XP Security Features

According to Microsoft, one of the top reasons for upgrading to XP is new security features. These include its Encrypted File System, a built-in firewall, configurable Access Control Lists (ACLs) and Group Policies, and Smart Card support. With the EFS, individual files and folders on NTFS volumes can be designated with an encryption attribute. When an administrator turns this attribute on, EFS automatically encrypts all new files created in the folder and all plain text files are copied or moved to the folder. As an option, all existing files and subfolders can be designated for encryption. XP includes predefined templates to establish security levels during creation of a resource, applying ACLs and establishing Group Policies. Administrators have the option of accepting the defaults or using any of the thousands of individually configurable security settings.
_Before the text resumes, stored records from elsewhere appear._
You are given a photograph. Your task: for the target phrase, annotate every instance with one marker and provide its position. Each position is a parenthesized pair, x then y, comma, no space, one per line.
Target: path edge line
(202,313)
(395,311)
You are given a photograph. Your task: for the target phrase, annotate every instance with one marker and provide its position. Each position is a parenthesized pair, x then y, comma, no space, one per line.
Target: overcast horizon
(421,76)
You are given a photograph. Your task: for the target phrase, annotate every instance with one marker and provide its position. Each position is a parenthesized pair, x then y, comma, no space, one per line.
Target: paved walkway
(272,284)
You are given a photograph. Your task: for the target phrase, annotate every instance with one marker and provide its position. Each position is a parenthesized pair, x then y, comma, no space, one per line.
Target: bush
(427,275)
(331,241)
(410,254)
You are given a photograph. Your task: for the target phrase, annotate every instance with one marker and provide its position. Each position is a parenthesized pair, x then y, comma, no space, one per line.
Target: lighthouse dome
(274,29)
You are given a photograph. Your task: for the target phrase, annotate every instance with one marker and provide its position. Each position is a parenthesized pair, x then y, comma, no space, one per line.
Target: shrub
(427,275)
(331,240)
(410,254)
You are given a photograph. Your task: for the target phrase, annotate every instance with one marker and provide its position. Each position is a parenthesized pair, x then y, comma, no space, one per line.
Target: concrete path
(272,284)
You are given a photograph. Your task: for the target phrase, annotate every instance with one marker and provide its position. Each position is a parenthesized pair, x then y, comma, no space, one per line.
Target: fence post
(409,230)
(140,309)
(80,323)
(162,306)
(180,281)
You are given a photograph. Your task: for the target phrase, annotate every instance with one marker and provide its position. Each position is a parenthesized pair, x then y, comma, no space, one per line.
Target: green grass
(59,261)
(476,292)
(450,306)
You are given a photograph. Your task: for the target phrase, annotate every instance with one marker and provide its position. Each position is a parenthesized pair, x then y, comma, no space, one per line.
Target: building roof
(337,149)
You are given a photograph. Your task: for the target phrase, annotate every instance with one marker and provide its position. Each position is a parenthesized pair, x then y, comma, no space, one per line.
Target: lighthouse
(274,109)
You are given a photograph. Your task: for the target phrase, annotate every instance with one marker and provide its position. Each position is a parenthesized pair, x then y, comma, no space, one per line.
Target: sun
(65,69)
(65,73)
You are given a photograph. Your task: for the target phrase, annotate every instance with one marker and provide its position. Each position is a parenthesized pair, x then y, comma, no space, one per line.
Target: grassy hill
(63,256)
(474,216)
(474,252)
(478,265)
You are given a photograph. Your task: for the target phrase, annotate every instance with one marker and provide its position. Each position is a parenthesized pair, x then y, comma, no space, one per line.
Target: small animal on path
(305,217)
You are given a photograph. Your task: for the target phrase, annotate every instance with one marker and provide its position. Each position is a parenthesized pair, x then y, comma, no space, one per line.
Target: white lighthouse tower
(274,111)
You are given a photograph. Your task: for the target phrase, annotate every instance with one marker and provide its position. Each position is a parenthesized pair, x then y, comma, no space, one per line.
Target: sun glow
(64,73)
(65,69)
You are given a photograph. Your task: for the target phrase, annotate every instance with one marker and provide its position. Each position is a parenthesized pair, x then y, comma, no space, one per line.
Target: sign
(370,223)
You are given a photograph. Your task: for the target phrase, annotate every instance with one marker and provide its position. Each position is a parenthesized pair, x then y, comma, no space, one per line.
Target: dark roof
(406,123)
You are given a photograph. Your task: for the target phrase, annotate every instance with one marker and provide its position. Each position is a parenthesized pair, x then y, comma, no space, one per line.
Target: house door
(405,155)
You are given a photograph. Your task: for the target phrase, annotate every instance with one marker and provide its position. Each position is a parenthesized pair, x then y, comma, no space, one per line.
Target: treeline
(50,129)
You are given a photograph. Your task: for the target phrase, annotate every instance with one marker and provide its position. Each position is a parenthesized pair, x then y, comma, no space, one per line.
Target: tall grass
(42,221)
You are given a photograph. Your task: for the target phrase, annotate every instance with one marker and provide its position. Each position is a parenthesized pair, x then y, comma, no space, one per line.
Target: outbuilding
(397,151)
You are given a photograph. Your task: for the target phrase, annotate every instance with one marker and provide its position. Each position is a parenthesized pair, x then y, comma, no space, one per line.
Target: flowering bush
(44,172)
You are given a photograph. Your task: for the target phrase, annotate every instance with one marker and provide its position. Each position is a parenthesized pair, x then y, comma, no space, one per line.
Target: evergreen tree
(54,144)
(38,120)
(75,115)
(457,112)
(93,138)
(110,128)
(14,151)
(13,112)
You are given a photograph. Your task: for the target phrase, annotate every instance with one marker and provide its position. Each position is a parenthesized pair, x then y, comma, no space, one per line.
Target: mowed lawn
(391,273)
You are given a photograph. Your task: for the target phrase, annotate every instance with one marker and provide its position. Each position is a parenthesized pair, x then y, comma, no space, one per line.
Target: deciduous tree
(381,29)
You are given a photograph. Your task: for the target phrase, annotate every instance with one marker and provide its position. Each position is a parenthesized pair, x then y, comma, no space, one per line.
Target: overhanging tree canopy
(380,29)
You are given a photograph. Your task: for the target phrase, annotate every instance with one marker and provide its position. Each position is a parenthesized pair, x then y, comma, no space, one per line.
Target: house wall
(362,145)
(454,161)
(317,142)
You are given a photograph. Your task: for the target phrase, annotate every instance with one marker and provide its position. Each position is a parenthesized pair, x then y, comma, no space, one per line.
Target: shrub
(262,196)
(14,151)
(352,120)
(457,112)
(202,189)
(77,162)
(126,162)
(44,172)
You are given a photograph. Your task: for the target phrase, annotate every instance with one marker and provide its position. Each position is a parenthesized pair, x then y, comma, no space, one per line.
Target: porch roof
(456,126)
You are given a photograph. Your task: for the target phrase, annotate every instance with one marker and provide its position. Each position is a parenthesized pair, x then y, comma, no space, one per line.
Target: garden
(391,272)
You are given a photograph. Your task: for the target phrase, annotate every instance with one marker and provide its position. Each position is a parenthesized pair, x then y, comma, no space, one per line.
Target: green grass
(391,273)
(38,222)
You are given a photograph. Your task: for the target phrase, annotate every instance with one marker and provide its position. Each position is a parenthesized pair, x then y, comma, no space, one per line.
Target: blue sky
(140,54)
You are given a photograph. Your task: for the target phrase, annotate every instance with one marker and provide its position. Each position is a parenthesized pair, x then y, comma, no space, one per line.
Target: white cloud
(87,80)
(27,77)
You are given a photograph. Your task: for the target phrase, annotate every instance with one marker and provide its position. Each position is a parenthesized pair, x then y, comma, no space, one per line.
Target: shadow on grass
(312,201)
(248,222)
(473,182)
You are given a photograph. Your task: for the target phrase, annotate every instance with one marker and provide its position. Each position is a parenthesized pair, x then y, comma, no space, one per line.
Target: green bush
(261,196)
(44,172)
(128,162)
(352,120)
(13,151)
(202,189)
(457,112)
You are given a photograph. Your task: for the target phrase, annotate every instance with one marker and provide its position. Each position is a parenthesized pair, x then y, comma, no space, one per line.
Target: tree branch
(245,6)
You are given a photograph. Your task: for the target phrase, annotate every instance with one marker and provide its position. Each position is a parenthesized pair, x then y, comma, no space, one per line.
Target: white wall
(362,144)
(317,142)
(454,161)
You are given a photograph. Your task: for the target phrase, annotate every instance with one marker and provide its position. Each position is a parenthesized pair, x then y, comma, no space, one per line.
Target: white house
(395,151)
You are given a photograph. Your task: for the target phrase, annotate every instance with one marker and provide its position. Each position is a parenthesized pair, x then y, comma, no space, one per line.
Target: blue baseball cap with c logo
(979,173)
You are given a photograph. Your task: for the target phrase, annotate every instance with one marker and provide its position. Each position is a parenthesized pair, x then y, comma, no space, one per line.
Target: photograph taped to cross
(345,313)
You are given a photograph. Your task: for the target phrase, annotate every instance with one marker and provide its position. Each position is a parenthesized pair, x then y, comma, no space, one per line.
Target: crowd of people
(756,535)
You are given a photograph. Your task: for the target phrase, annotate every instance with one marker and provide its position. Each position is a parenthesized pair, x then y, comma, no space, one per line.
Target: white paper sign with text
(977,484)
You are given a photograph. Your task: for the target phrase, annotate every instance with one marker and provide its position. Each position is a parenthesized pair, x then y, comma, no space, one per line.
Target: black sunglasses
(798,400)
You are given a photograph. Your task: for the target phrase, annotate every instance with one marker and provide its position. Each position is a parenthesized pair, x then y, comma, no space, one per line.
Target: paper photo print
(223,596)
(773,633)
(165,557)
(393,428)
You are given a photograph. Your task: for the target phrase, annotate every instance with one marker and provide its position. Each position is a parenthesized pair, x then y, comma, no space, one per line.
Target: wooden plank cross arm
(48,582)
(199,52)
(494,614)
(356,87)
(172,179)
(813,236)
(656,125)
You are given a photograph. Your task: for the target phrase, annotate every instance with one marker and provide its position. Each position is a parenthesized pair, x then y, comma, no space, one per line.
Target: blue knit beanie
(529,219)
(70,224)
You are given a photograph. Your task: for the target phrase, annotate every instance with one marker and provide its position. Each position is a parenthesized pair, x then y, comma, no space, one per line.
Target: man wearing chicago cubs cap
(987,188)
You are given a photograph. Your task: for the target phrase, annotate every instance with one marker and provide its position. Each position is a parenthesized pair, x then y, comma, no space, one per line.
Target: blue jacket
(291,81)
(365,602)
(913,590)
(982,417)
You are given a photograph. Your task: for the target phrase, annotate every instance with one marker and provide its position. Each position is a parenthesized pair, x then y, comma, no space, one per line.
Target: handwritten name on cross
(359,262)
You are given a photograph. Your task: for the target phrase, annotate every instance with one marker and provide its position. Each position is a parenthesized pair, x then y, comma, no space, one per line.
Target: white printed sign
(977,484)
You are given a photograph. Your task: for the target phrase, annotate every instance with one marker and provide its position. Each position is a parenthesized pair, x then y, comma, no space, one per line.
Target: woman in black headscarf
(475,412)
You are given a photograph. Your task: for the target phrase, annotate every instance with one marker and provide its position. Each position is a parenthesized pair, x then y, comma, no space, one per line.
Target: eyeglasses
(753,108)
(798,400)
The biggest XP security news has been the new Internet Connection Firewall (ICF) that works as a packet filter to block unsolicited connections. It does this by using the Network Address Translation (NAT) flow table. It allows incoming data flows only when there is an existing NAT flow table mapping. ICF works only when a computer is part of a work group or is operating as a stand-alone device. If it is operating as part of a domain, the IT administrator sets the protection features. So, should an enterprise rely on the ICF? Probably not. Gartner Group believes that pulling complex application software into operating system software represents a substantial security risk. More lines of code mean more complexity, which means more security bugs. Worse yet, it often means that fixing one security bug will cause one or more new security bugs.

Not surprisingly, it did not take long before the first XP security hole was discovered. Within three weeks of its release, eEye Digital Security, Inc. (Aliso Viejo, California) had already located three major flaws, one of which would let hackers take over a computer at the system level. Although Microsoft quickly released a patch, the FBI's National Infrastructure Protection Center still recommended that users disable XP's Universal Plug and Play features to avoid any problems.

According to Gibson Research Corporation (Laguna Hills, California), ICF only masks the machine from the Internet in order to block inbound packets. Because many worms spread by users clicking on an e-mail attachment, XP would not block spyware or prevent the computer from being used in a denial-of-service attack. XP's built-in firewall, in fact, does not attempt to manage or restrict outbound communications at all; therefore, a good third-party personal firewall will still be necessary to manage and control outbound connections from a system.

To adequately protect the network, then, a third-party software or hardware firewall is an absolute must in any enterprise. The XP firewall feature is worth using on laptops or home computers that do not have an enterprise-strength version already installed, but mobile users can achieve far greater security by installing any of several products on the market. One of the better ones is McAfee Personal Firewall ($29.95 for a one-year subscription) from McAfee.com Corporation (Sunnyvale, California; www.mcafee.com).